S. D. JoshiJ. A. F. Roodbergen
From the Introduction:
I. The present edition and explanation of the Astadhyayi
Why publish another edition of the text of the Astadhyayi (henceforth referred to as A.) and another translation? The short answer is that the present work differs from the rest in at least seven respects, as follows:
(1) Attention is paid to the interpretation of the multi-purpose particle in Panini's sutras. This has a direct bearing on the division of the rules, and, therefore, on their interpretation.
(2) The conventions of anuvrtti and nivrtti of rules or parts of rules have been systematically applied. This also has a direct bearing on the interpretation of the rules.
(3) On the basis of (1) and (2) an attempt is made to identify interpolations and historical layers in the text of the A. as presented by the KV and followed by all Indian and Western editors.
(4) Examples for rules are checked wherever possible against attested usage outside grammatical literature. Here the work done by the Deccan College Sanskrit Dictionary project proved to be very useful.
(5) As regards conflict-solving procedures adopted in the A. tradition has both confused and multiplied conventions (paribhasas). This led to the phrasing of exceptions and counter-exceptions to the point that nearly anything goes, somewhat like what happened to Marxist doctrine. In the present work these procedures have been re-defined and provided with a clear domain of their own. They have also been simplified. Both the re-definition and the simplification have been carried out on the basis of a strict interpretation of the A. itself.
(6) In the interpretation of the A., apart from the Mahabhasya, importance has been attached to examples transmitted by the KV, different from those provided by Patanjali, and which may provide a clue as to the authentic meaning of a Paninisutra.
(7) Whenever tradition has manifestly re-interpreted a rule to accommodate usage, this has been pointed out.
One of the distinctive features of the A. is its treatment of accent. In fact, this treatment is very detailed. For instance, P. 6.1.181 says that in the bhasa, the language used for non-ritual purposes by the sistas 'learned brahmins' of Panini's days the prefinal vowel of particular endings of particular numerals should rather not be pronounced with high pitch.

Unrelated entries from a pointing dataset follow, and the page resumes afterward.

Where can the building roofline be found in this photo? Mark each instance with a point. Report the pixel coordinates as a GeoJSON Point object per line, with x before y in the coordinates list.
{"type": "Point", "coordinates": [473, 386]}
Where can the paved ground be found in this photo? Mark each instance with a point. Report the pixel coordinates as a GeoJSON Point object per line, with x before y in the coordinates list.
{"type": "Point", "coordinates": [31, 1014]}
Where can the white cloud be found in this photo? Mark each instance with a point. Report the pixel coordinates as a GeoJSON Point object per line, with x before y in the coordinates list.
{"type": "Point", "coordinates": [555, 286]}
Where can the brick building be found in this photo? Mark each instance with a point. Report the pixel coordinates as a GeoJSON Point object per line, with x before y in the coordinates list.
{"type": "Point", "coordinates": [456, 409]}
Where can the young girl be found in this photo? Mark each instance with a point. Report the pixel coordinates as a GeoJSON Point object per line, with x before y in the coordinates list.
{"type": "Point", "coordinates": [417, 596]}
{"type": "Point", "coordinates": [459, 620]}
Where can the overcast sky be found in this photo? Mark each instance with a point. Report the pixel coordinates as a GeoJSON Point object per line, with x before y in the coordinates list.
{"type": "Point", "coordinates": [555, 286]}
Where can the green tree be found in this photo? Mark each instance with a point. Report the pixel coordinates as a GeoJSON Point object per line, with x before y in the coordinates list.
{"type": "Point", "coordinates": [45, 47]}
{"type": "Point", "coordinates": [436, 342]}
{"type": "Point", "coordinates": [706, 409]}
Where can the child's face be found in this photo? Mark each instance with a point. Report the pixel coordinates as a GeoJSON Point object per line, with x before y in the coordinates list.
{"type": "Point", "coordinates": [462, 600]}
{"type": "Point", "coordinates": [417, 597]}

This raises the question whether, apart from marking section-heading rules by means of a particular accent (P. 1.3.11), Panini had originally composed his text as an accented text, although sutra-texts are handed down to us without accent-markings. Our assumption is that it was such an accented text. We hope to deal with this question in a separate publication. In the meantime, in the present work, the Paninisutras have been stated without accent.

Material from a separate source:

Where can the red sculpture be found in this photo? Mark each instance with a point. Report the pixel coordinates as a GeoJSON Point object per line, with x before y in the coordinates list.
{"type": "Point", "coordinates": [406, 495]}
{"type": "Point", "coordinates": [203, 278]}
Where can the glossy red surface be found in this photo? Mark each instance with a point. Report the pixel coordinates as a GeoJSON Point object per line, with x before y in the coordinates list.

The A, is preceded by a peculiar arrangement of the Sanskrit speech-sounds in 14 sutras generally known as the Sivasutras. The arrangement is such that from these sutras comprehensive, abbreviative names of groups of these speechsounds can be formed- pratyaharas of which Panini makes extensive use in the formulation of his grammatical sutras. The knowledge of these Sivasutras is presupposed by Panini. Generally, it is accepted that the study of phonetics (siksa) is required before the student of grammar starts on the study of grammar proper (vyakarana) .
In the present work the Sivasutras have not been included. The question of translation does not arise. As regards the working of these sutras we have nothing new to contribute. We refer to the articles on the Sivasutras listed above, on which we cannot improve at this stage.